Argentina has expressed discontent to the BBC over its handling of complaints over a Top Gear special filmed in the country.
The show’s stars – including Jeremy Clarkson – and crew were forced to abandon filming last month amid angry protests over a car number plate that appeared to refer to the Falklands War.
Argentine ambassador Alicia Castro said the response she received from the BBC’s director of television, Danny Cohen, was “inadequate”.
Ms Castro also raised the subject of future co-operation with the corporation when it needs to film in the South American country.
In a letter to the BBC Trust, the corporation’s governing body, Ms Castro said Clarkson’s behaviour in the country fell “well below” BBC editorial values, accusing them of “covering up”.

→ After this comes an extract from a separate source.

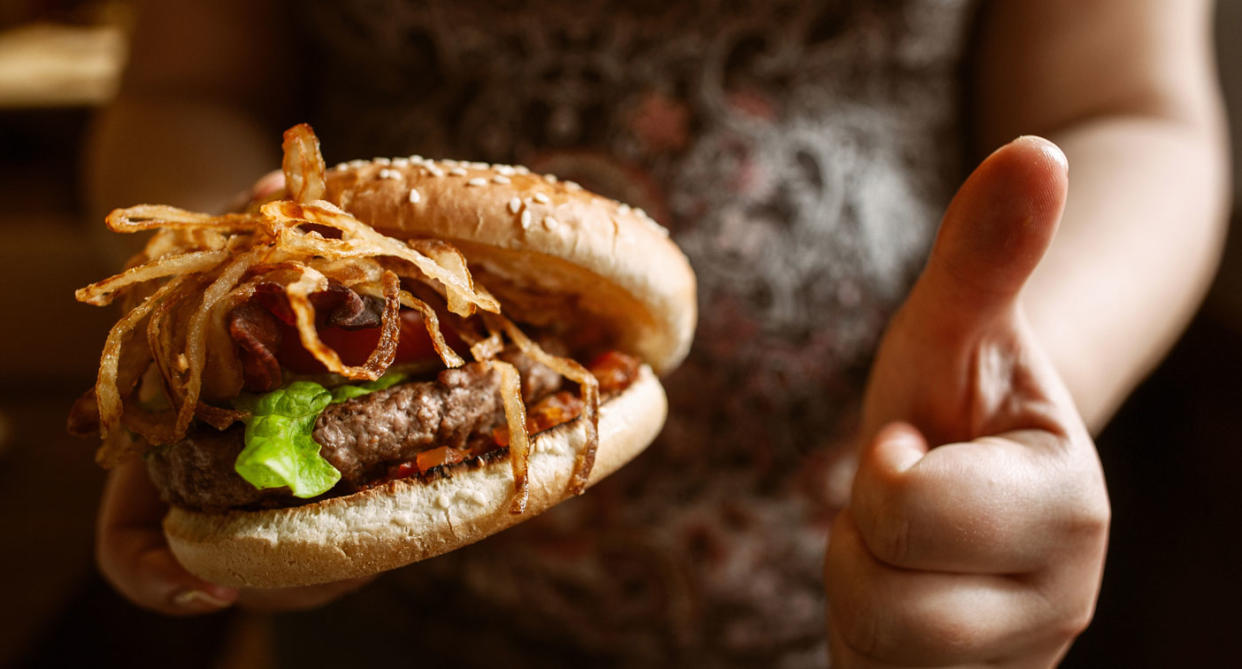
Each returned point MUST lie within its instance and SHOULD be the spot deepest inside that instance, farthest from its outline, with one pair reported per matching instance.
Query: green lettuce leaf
(280, 448)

A Porsche the Top Gear team were using had the registration H982 FKL, which some suggested could refer to the Falklands conflict between the UK and Argentina in 1982.
The BBC and Clarkson have maintained that the plate was a coincidence, saying that no deliberate offence had been intended.
Ms Castro pointed to the good relationship between Argentina and the BBC concerning wildlife programming, saying she hopes it will “continue to blossom” in the future.
“There is a record of excellent cooperation between the BBC and Argentina, with the BBC Earth’s Walking Giants and BBC Patagonia being only the most recent examples of production teams that have been enjoying the hospitality and full co-operation of the Argentine people and government while working on the ground,” Ms Castro wrote.
“I am sure you cherish this relationship as much as we do, and we hope that it will continue to blossom in the future,” she says in her letter to Rona Fairhead, chair of the BBC Trust.